Stephen Miller — the architect of the Trump administration’s disastrous policy of separating migrant children from their parents, and who cited white nationalists in emails — suggested on social media that one should “design your nation’s immigration policy so you don’t have to worry about a global day of jihad.”
“This is just one more demonstration that Trump and those who share his impertinent geopolitics are not going to miss taking advantage of this moment of human suffering in order to, yet again, make an absurd parallelism to their base — one that only exists in their mind and their perverse politics — speculating about the border and, in general, the issue of immigration,” wrote Maribel Hastings and David Torres, advocates with the immigrant rights group America’s Voice, in an op-ed this week.
The crisis in Gaza stems from a complicated history of war, occupation and apartheid and has nothing to do with the large numbers of migrants crossing the southern U.S. border, but these happen to be two of the biggest challenges facing President Joe Biden, which explains why Trump and others in the GOP are pouncing without providing any concrete proposals for solutions.

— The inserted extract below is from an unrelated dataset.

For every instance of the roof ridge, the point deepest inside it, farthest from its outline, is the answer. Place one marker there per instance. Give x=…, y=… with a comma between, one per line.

Republican presidential candidates such as Florida Gov. Ron DeSantis and Vivek Ramaswamy echoed Trump’s fearmongering with comments that amounted to “if could happen to Israel, it could happen here.” Some Republicans even attempted to blame Biden for the war, which is the culmination of decades of conflict and simmering tensions over Israel’s blockade of Gaza and occupation of the Palestinian West Bank. (Though as Sa’ed Atshan reminds us, Israel enjoys billions of dollars in U.S. aid despite apartheid conditions in occupied Palestine.)
The White House has consistently called on Congress to pass comprehensive reforms to fix a broken immigration system, but Republicans have been content to throw rhetorical bombs while their own caucus in the House devolves into chaos without a speaker.
“They do it to inject panic into a segment of the population that doesn’t lack for much, so that their anti-immigrant sentiments can flourish,” Hastings and Torres wrote. “All of this leads us to conclude that they do not want to look for solutions, because doing so would eliminate their favorite weapon in their demographic arsenal: the border and immigrants.”
Trump’s anti-immigrant rhetoric has escalated in recent weeks as his campaign aggressively raises money for a former president that faces a litany of criminal charges across multiple jurisdictions. Immigrant rights groups say Trump’s words are putting people at risk of violence.
“Donald Trump has denigrated undocumented immigrants in recent weeks by accusing them of ‘poisoning the blood of our country,’ associating them with drug and alcohol use and portraying them as dangerous threats to Americans, prompting widespread criticism and denunciations of racism and xenophobia from immigrant and civil rights groups,” according to Marianne LeVine and Meryl Kornfield at The Washington Post.
Federal law enforcement has reported that the greatest domestic threat of terrorism comes not from immigrants or Muslims but the far right, including groups that align with Trump’s MAGA movement. Faced with a dearth of Muslim terrorists on U.S. soil during the “war on terror,” the FBI attempted to literally manufacture them by offering down-and-out Muslim men large sums of cash to participate in mock attacks that were entirely plotted by informants.
Hastings and Torres pointed to recent mass shooting in the U.S. perpetrated by racists and white nationalists who “destroyed the dreams of hundreds of migrants and other minorities by perpetuating mass attacks on schools or supermarkets.”
“The pot calling the kettle black has been practically a constant from Trump and his movement, to try to distract attention from their own atrocities,” they wrote.